By Ashley Stender | February 26, 2026

“It’s a real risk to go through this entire research pipeline with so many fabulous researchers and end up with something that may not be useful from a producer standpoint,” says Molly Sears, C-SPIRIT’s Broader Impacts Lead. Her work centers on what she describes as “acceptability, enthusiasm, and adoptability.” In other words, Broader Impacts ensures that innovation at C-SPIRIT is not only scientifically robust, but positioned for real-world use.

An Economist Thinking Across Systems

Sears is an assistant professor in the Department of Agricultural, Food, and Resource Economics at Michigan State University, where her work examines how agricultural innovations move from development to use. That focus extends beyond technical performance. She explains, “It’s not just about whether something works as a technological solution, but also, will people accept it? And what are the political, social, economic barriers to engaging with new technology?”

Listening Early and Often

In November 2025, the Center hosted its Stakeholder Board Annual Summit in Lansing, Michigan, with more than 50 participants joining in person and via Zoom. Stakeholders engaged with research teams across the aims, discussed methodological approaches, and provided input on how early-stage discoveries connect to production, regulation, and market realities. “We got feedback on methodology. We got feedback on every stage of the pipeline,” Sears notes.

Discussions also centered on how stakeholder input should influence research direction. Board members emphasized integrating practical constraints directly into project planning, including crop specificity, application feasibility, regulatory pathways, and commercial realities. Afterwards, the Stakeholder Board developed a set of center-wide recommendations designed to strengthen feedback loops between stakeholders and researchers, improve cross-Aim coordination, and treat engagement as a formal component of the research process.

Mapping Trust, Risk, and Adoption

“Really, we’re risk mapping the various kinds of products across the entire supply chain,” she explains. By analyzing how different stakeholders perceive risk, the team can identify where communication strategies, product attributes, or engagement efforts may need adjustment as research progresses. Early assessments planned include surveys of board members and analyses of risk perceptions “from the researcher side of things across the globe,” reflecting C-SPIRIT’s international scope.

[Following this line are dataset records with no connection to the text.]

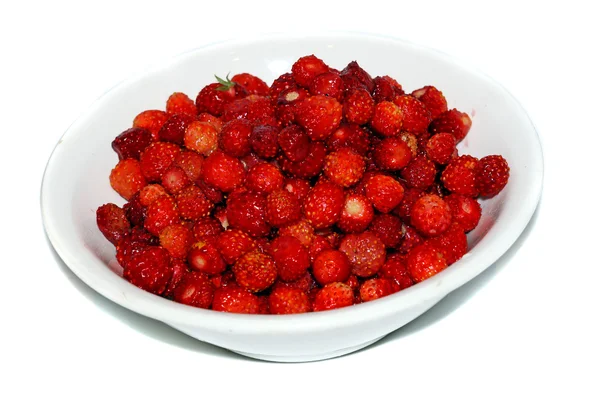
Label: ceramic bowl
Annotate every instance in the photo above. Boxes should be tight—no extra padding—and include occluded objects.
[41,33,543,361]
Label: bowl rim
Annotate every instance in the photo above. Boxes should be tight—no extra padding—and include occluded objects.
[40,31,544,334]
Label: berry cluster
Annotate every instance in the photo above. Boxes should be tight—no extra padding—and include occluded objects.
[97,55,509,314]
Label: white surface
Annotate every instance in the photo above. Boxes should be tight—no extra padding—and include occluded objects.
[0,1,600,396]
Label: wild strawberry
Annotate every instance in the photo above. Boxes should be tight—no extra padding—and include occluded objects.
[339,232,385,277]
[313,283,354,312]
[475,155,510,197]
[359,278,394,302]
[410,194,452,237]
[159,224,194,259]
[411,85,448,120]
[200,151,245,193]
[96,203,131,245]
[400,156,436,189]
[337,194,374,233]
[183,121,219,156]
[365,175,404,213]
[444,193,481,233]
[312,249,350,285]
[296,95,342,141]
[277,124,310,162]
[441,154,479,197]
[394,95,431,135]
[371,101,403,136]
[327,123,371,156]
[123,247,173,295]
[217,229,256,264]
[187,241,227,275]
[192,216,224,242]
[161,165,192,194]
[269,286,310,314]
[140,142,181,182]
[212,284,260,314]
[250,125,279,159]
[173,272,215,309]
[133,110,169,141]
[374,138,412,171]
[232,251,277,292]
[425,132,457,164]
[269,236,310,281]
[111,127,153,160]
[429,109,472,142]
[110,159,147,200]
[167,92,196,117]
[227,192,271,237]
[279,142,327,178]
[323,148,365,187]
[231,73,269,96]
[406,243,448,283]
[303,182,344,229]
[144,196,180,236]
[292,55,329,88]
[266,189,302,227]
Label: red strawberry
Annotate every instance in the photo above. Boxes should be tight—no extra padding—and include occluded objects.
[365,174,404,213]
[159,224,194,259]
[374,138,412,171]
[429,109,472,142]
[425,132,457,164]
[303,181,344,229]
[442,154,479,197]
[312,249,350,285]
[475,155,510,197]
[217,229,256,264]
[219,119,252,157]
[323,148,365,187]
[110,159,147,200]
[227,192,271,237]
[269,286,310,314]
[400,156,436,189]
[212,284,260,314]
[173,272,215,309]
[359,278,394,302]
[133,110,169,141]
[371,101,403,136]
[296,95,342,141]
[187,241,227,275]
[231,73,269,96]
[444,193,481,233]
[411,85,448,120]
[140,142,181,182]
[269,236,310,281]
[339,232,385,277]
[277,124,310,162]
[394,95,431,135]
[232,251,277,292]
[144,196,180,236]
[292,55,329,88]
[337,194,374,233]
[123,247,173,295]
[313,283,354,312]
[327,123,371,156]
[111,127,153,160]
[200,151,246,193]
[183,121,219,156]
[96,203,131,245]
[406,243,448,283]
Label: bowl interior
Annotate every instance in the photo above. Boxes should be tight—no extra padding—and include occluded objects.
[42,34,543,330]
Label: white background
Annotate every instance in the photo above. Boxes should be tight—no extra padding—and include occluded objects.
[0,0,600,396]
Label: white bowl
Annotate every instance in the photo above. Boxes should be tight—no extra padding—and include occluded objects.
[41,33,543,361]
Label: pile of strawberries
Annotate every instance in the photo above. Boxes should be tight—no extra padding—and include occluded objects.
[97,55,509,314]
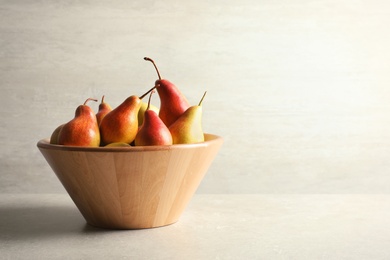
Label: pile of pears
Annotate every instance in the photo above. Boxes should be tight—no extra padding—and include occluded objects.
[50,57,206,147]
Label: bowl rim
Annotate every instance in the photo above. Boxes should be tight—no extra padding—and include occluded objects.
[37,133,222,152]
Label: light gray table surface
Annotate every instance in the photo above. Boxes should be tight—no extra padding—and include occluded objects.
[0,194,390,259]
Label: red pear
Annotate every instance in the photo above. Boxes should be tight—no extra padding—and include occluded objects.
[58,98,100,146]
[96,95,112,125]
[99,87,155,145]
[144,57,190,127]
[135,91,172,146]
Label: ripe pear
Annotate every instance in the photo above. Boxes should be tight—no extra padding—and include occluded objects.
[50,124,64,144]
[138,101,159,126]
[144,57,190,127]
[169,92,207,144]
[58,98,100,147]
[134,91,172,146]
[105,142,130,147]
[99,87,155,146]
[96,95,112,125]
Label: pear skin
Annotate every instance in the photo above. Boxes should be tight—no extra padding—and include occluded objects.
[105,142,130,147]
[144,57,190,127]
[134,91,172,146]
[99,95,141,146]
[96,95,112,125]
[169,92,206,144]
[138,101,159,126]
[58,98,100,147]
[50,124,64,144]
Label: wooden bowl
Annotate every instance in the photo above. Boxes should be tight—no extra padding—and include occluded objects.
[37,134,223,229]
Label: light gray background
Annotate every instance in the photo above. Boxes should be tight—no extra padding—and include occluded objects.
[0,0,390,193]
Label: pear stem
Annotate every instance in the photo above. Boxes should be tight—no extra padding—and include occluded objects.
[198,91,207,106]
[144,57,161,80]
[146,89,155,110]
[139,85,159,99]
[83,98,98,106]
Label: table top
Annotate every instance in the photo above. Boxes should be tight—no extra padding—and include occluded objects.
[0,194,390,259]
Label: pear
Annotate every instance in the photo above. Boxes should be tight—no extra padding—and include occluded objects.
[58,98,100,147]
[144,57,190,127]
[169,92,207,144]
[96,95,112,125]
[50,124,64,144]
[138,101,159,126]
[105,142,130,147]
[99,87,155,146]
[134,91,172,146]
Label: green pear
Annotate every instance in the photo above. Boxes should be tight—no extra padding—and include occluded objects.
[58,98,100,147]
[50,124,64,144]
[169,92,207,144]
[99,87,155,146]
[138,101,160,126]
[134,91,172,146]
[96,95,112,125]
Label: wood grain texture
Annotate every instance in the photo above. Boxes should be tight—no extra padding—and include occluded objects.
[37,134,223,229]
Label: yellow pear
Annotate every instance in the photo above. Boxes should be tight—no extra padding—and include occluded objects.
[169,92,207,144]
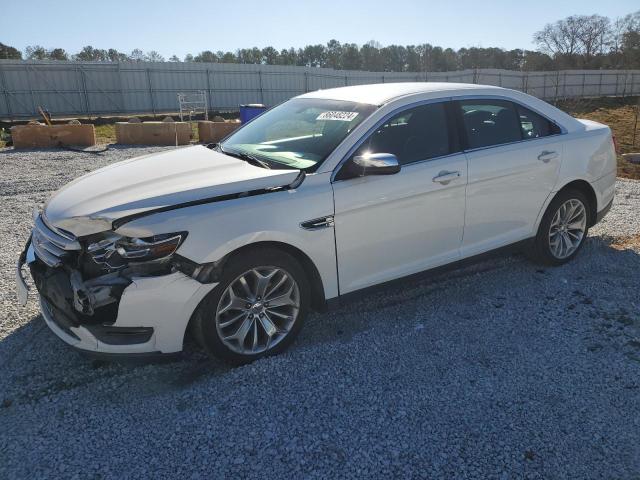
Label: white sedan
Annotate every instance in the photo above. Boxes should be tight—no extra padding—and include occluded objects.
[17,83,616,363]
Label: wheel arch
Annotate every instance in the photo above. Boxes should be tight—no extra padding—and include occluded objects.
[553,179,598,227]
[183,240,327,345]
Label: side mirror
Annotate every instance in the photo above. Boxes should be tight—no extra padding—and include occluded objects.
[348,153,400,177]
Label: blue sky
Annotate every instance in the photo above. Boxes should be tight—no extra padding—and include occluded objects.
[5,0,640,58]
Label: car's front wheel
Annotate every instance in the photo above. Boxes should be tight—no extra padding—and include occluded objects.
[531,190,589,265]
[194,248,309,364]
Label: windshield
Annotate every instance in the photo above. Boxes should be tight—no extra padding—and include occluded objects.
[221,98,376,171]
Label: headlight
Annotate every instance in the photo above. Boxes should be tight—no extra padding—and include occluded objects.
[87,232,187,269]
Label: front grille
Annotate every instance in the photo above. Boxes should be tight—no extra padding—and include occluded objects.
[31,214,81,268]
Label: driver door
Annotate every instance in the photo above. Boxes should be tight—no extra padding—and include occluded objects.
[333,102,467,294]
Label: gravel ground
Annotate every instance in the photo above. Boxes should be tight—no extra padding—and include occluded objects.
[0,148,640,479]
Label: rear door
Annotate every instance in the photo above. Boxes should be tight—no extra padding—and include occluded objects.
[455,99,562,257]
[333,102,467,294]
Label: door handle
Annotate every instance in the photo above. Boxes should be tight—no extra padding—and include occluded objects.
[433,170,460,185]
[538,150,558,163]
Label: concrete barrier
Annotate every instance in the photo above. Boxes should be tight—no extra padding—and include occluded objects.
[11,124,96,148]
[116,122,191,145]
[198,120,240,143]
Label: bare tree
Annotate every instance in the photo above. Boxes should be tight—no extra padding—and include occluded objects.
[145,50,164,62]
[533,15,585,56]
[578,15,612,64]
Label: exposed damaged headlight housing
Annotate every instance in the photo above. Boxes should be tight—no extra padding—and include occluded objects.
[87,232,187,269]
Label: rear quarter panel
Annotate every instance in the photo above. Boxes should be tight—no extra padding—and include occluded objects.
[554,120,616,211]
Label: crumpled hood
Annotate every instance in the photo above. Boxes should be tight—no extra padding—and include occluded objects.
[45,146,299,236]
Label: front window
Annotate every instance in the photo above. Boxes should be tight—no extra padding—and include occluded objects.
[354,103,452,165]
[221,98,376,171]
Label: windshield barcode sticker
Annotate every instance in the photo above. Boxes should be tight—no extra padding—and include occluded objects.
[316,112,358,122]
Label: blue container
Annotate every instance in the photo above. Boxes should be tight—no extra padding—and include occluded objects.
[240,103,267,124]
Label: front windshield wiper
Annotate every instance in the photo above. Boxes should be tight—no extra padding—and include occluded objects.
[217,144,271,170]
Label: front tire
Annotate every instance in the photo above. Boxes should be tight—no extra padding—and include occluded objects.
[529,190,590,265]
[194,248,310,365]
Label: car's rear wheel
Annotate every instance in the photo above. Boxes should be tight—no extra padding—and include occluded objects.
[194,249,309,364]
[530,190,589,265]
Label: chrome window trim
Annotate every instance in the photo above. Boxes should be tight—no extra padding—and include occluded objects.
[330,97,456,183]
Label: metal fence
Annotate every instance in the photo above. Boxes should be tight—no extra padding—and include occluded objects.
[0,60,640,120]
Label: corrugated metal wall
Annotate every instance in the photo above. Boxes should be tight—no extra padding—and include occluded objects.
[0,60,640,119]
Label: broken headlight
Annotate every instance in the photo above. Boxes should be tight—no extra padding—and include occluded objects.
[87,232,187,270]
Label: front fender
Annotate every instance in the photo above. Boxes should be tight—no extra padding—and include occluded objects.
[117,173,338,298]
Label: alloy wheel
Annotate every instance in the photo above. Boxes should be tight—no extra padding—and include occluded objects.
[549,198,587,260]
[216,267,300,355]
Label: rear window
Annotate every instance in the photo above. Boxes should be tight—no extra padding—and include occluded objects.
[516,105,560,140]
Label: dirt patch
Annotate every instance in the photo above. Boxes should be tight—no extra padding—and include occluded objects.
[556,97,640,179]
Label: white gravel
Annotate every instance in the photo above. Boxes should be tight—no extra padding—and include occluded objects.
[0,148,640,479]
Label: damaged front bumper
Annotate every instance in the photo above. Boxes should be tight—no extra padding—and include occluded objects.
[16,241,216,357]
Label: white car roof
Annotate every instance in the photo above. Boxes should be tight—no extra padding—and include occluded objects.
[298,82,506,105]
[296,82,584,132]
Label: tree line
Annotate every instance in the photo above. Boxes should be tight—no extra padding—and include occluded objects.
[0,11,640,72]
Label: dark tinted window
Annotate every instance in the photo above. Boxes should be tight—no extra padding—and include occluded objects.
[460,100,522,148]
[516,105,560,139]
[355,103,451,164]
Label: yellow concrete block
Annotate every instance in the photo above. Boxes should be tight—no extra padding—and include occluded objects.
[11,124,96,148]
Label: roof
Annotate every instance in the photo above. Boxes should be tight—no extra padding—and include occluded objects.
[298,82,504,105]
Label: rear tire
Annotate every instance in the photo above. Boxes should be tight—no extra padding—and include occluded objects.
[193,248,310,365]
[527,189,590,266]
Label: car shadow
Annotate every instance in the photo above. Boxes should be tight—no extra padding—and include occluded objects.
[0,237,640,403]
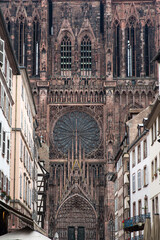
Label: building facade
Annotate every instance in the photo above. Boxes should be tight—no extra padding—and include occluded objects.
[0,0,160,240]
[0,8,19,235]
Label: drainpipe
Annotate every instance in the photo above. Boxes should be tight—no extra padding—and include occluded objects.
[158,61,160,96]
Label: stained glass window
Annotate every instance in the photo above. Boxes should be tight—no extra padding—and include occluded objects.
[53,111,100,158]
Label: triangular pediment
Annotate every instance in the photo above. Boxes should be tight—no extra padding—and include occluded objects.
[57,18,75,41]
[126,3,139,22]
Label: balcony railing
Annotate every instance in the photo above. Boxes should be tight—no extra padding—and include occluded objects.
[124,213,150,232]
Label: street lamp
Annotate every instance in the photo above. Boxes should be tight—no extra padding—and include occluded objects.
[53,232,59,240]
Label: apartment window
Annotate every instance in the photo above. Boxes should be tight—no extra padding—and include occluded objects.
[132,173,136,193]
[81,35,92,76]
[61,36,72,76]
[115,217,118,232]
[21,111,23,129]
[115,197,118,212]
[1,85,4,109]
[2,131,6,156]
[127,161,130,171]
[154,157,158,178]
[20,139,23,161]
[143,139,147,159]
[138,170,141,190]
[126,17,136,77]
[23,146,26,165]
[132,149,136,167]
[0,122,2,147]
[143,166,148,187]
[138,145,141,163]
[138,200,142,215]
[151,161,154,181]
[21,84,24,100]
[151,121,157,144]
[23,176,26,201]
[158,115,160,134]
[7,139,10,162]
[144,20,152,76]
[155,196,159,214]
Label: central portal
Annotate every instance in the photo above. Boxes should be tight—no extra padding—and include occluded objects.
[56,194,96,240]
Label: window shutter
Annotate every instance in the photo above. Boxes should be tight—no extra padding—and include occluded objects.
[3,176,6,191]
[0,122,2,147]
[8,180,10,195]
[1,85,4,109]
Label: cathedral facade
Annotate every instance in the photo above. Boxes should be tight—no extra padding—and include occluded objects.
[0,0,160,240]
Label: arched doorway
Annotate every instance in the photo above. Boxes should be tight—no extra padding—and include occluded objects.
[56,194,97,240]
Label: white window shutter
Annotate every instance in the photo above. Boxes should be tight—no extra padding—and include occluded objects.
[146,167,149,184]
[142,169,145,187]
[3,176,6,191]
[0,171,2,189]
[9,68,12,91]
[1,85,4,109]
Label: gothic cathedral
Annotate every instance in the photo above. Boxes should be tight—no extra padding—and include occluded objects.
[0,0,160,240]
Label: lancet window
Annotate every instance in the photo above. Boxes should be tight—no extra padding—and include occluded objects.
[61,36,72,76]
[81,35,92,76]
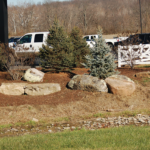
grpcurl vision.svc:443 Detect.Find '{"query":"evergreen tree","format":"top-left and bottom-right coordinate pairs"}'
top-left (83, 30), bottom-right (118, 79)
top-left (39, 20), bottom-right (74, 72)
top-left (70, 27), bottom-right (89, 67)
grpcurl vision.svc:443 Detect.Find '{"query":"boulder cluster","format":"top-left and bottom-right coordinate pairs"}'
top-left (0, 68), bottom-right (61, 96)
top-left (68, 75), bottom-right (136, 96)
top-left (0, 68), bottom-right (136, 96)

The Challenges of Representation and Timing

Reaching producers at scale presents additional challenges. “Producers are hard to get in touch with, and survey response rates tend to be quite low,” Sears acknowledges. At the same time, many of the technologies within C-SPIRIT are still developing. Without field-ready products or fully realized datasets, stakeholders can only respond in general terms. “I think we just need a little bit more time to build trust so producers are willing to accept our new technology,” she explains.